Wet van 22-12-2021, Stb. 2022, 15

Wet tot wijziging van de Wet op de beroepen in de individuele gezondheidszorg in verband met de organisatie van de regionale tuchtcolleges en tot het aanbrengen van enkele andere wijzigingen

—Op dit moment zijn er vijf regionale tuchtcolleges, gevestigd te Amsterdam, Den Haag, Groningen, Zwolle en Eindhoven en het centrale tuchtcollege in Den Haag als beroepsinstantie.

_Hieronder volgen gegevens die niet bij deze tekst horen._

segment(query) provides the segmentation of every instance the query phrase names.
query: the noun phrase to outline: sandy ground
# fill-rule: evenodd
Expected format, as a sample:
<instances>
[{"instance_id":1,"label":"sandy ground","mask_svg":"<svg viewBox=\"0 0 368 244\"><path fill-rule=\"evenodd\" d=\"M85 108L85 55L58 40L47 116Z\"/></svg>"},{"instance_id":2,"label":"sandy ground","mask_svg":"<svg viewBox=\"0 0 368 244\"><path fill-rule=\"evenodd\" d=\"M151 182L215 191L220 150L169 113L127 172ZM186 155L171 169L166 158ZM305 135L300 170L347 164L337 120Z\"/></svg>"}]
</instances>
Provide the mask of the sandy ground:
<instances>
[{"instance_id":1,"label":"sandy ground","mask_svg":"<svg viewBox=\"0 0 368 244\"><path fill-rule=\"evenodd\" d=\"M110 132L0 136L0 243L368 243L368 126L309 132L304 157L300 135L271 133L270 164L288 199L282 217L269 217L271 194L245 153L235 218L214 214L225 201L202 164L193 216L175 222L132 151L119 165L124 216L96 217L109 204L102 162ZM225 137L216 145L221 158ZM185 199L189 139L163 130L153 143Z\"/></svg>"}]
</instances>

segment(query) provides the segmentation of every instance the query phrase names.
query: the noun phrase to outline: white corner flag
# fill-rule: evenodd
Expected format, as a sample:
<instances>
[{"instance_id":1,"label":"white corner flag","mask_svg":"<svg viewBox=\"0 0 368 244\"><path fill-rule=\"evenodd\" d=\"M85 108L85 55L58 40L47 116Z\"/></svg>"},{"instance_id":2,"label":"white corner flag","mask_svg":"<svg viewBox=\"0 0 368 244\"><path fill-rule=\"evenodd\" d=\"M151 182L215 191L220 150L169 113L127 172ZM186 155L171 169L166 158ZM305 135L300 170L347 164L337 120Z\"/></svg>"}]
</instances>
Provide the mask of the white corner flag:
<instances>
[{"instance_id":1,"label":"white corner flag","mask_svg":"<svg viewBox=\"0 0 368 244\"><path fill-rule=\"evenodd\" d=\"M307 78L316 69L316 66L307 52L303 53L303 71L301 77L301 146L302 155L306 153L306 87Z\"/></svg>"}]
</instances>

De regionale tuchtcolleges en het centrale tuchtcollege worden elk ondersteund door secretariaten, met medewerkers in dienst van het Ministerie van VWS. Met deze wet wordt het aantal regionale tuchtcolleges verminderd tot drie, met als vestigingsplaatsen Amsterdam, ’s-Hertogenbosch en Zwolle. Dat moet ten goede komen aan de continuïteit (grotere teams), de uniformering van de werkwijzen en de professionalisering (meer samenwerking) van de tuchtcolleges en van de ondersteunende secretariaten. In het kielzog van de vermindering van het aantal regionale tuchtcolleges bevat de wet een aantal wijzigingen met betrekking tot de bevoegdheidsregeling, wijziging van de verhouding tussen leden en plaatsvervangers, afschaffing van de functie van plaatsvervangend secretaris en de interne regeling van de werkzaamheden in de tuchtcolleges. De wet bevat voorts een aantal wijzigingsvoorstellen voor de Wet op de beroepen in de individuele gezondheidszorg (Wet BIG) die zijn overgenomen uit het niet ingediende wetsontwerp tot wijziging van de Wet op de beroepen in de individuele gezondheidszorg. Het betreft regels over het deskundigheidsgebied van de apotheker, regels die een voorziening treffen voor de gevallen dat de maatregel van doorhaling wordt opgelegd en de betrokkene voor effectuering daarvan zich al op verzoek heeft uitlaten schrijven, regels die het mogelijk maken dat tuchtrechters na het bereiken van de zeventigjarige leeftijd de behandeling van een zaak kunnen afronden en regels tot wijziging van de Wet medisch tuchtrecht BES.

Inwerkingtreding op een bij kb te bepalen tijdstip.